According to the statement, Abisoye was conferred with the Commander of the Order of the Federal Republic in 2011, and survived by his wife Ruth, children and grandchildren.
“He was at one time, the General Officer Commanding the 3rd Infantry Division and also the 2nd Infantry Division. He served as the Federal Commissioner for Health and was a member of the Supreme Military Council.
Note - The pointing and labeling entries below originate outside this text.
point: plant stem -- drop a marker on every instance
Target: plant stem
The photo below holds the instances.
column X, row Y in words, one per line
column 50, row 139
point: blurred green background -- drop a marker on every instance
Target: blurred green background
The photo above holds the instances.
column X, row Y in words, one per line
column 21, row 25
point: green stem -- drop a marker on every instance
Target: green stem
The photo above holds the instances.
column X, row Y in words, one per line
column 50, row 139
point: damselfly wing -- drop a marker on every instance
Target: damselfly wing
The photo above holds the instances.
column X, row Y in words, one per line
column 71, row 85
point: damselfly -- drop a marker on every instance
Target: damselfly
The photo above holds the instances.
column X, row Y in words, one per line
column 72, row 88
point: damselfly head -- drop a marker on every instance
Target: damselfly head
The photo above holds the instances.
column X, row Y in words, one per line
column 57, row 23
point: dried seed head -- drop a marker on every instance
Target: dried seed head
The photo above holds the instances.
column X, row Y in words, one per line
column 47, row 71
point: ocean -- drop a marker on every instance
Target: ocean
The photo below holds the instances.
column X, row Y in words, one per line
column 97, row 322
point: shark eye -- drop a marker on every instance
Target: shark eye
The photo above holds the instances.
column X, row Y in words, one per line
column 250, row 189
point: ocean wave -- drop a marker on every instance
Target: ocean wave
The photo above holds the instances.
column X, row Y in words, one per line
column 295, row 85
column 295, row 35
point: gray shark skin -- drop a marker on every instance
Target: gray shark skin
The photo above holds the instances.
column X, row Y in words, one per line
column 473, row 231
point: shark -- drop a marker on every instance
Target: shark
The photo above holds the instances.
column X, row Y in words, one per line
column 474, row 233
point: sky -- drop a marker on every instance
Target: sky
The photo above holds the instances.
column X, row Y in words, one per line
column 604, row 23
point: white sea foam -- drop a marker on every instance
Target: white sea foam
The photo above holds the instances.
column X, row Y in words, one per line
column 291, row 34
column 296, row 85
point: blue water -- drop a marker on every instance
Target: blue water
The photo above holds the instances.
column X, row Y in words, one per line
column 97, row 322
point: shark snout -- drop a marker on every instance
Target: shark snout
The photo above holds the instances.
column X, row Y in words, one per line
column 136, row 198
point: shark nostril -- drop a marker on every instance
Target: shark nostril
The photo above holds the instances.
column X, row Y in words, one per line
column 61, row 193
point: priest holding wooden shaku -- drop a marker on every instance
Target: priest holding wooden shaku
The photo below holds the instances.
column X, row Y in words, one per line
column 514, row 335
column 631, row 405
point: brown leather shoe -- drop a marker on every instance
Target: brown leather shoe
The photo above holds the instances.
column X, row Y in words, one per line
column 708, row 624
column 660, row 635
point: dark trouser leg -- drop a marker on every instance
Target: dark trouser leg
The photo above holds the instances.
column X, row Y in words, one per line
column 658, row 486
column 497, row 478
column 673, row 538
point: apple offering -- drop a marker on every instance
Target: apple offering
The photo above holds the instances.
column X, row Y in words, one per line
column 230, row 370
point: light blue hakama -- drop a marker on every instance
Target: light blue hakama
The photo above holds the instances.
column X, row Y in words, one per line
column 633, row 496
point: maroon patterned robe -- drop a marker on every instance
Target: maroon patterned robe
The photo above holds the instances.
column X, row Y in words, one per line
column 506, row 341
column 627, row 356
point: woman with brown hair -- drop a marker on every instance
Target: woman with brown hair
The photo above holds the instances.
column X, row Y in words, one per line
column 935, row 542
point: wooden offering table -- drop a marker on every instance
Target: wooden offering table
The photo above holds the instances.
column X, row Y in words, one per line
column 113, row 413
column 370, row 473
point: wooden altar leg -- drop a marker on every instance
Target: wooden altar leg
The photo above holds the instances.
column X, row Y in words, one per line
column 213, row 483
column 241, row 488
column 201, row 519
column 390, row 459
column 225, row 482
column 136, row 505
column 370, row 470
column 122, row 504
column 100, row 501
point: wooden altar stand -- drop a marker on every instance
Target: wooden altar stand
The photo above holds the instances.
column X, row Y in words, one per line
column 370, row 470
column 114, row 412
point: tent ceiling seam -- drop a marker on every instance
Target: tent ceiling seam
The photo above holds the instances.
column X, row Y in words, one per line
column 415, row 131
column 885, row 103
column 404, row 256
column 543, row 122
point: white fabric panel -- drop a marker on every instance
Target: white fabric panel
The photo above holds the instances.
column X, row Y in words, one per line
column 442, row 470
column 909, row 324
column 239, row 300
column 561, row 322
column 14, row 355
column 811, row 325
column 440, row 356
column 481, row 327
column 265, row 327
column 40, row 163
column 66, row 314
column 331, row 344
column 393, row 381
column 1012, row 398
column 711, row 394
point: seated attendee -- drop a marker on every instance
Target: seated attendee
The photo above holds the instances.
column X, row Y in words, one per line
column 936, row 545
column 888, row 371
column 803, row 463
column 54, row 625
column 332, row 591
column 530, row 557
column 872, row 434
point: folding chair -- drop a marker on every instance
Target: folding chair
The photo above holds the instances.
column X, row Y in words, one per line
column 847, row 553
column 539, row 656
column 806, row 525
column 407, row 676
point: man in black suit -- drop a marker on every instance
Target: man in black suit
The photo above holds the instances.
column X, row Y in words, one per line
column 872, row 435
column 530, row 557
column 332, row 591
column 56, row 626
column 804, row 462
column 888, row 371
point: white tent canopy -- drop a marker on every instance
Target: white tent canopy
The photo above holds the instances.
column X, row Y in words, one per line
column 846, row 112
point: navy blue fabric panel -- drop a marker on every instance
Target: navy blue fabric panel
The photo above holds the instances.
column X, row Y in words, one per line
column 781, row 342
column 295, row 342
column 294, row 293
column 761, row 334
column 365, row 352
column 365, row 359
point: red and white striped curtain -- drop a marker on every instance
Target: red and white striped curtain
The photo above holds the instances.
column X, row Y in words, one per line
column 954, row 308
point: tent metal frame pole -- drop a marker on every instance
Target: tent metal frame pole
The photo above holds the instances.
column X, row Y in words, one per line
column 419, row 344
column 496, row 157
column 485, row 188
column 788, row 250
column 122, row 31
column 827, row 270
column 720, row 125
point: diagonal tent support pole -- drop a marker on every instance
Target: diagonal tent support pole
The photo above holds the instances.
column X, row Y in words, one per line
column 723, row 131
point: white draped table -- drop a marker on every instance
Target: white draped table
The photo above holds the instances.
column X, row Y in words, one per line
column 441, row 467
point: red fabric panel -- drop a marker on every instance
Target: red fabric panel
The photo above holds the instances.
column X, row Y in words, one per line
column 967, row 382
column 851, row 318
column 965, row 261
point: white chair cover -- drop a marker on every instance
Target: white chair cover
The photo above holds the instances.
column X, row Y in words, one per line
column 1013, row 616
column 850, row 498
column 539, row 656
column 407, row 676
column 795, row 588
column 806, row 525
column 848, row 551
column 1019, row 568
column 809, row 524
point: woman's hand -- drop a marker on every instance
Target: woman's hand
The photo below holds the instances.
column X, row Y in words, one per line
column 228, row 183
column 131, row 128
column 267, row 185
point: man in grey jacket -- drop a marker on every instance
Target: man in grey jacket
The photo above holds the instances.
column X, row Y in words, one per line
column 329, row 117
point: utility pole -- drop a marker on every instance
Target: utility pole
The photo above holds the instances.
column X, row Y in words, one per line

He voluntarily retired from the Nigerian Army in October 1979.
“He was at various times the President-General, Keffi Old Boys Association, Pioneer President, Retired Army, Navy and Air Force Officers Association of Nigeria; Pioneer Chairman, Kogi State Foundation; Pioneer Pro-Chancellor and Chairman, Governing Council, University of Abuja,” the statement read.
It would be recalled that Abisoye headed the 2009 panel of inquiry set up to resolve the conflict involving Hausa/Fulani indigenes of Plateau State.
The panel had examined the involvement of federal agencies in the Plateau crisis, as well as the alleged use of government weapons mercenaries to perpetrate the conflict.
Major General Emmanuel Abisoye also chaired the military investigation panel into the 1976 abortive coup.
One of the army officers who was tried and compulsorily retired in the wake of the coup, Major Jolly Ibrahim Binlam, said the Abisoye panel did not pass sentences on anyone.
Ben Gbulie, a key character in the January 1966 coup stated that Abisoye wanted genuine reconciliation from day one, and believed that true reconciliation would not come by blaming any person for the tragedy of the war but in reconciling everybody.
Gbulie said that it did not come to him as a surprise that Abisoye succeeded in getting this pardon and return of ranks because he knew that he had worked hard for long to have Biafran officers truly returned to the fold.
Binlam noted that the Abisoye panel, which had Mallam Adamu Suleiman, Navy Capt. Olufemi Olumide, Lt Col Mamman Vatsa, Lt Col Mukhtar Mohammed and Lt Col Joshua Dogonyaro as members, was purely investigative without powers to sentence.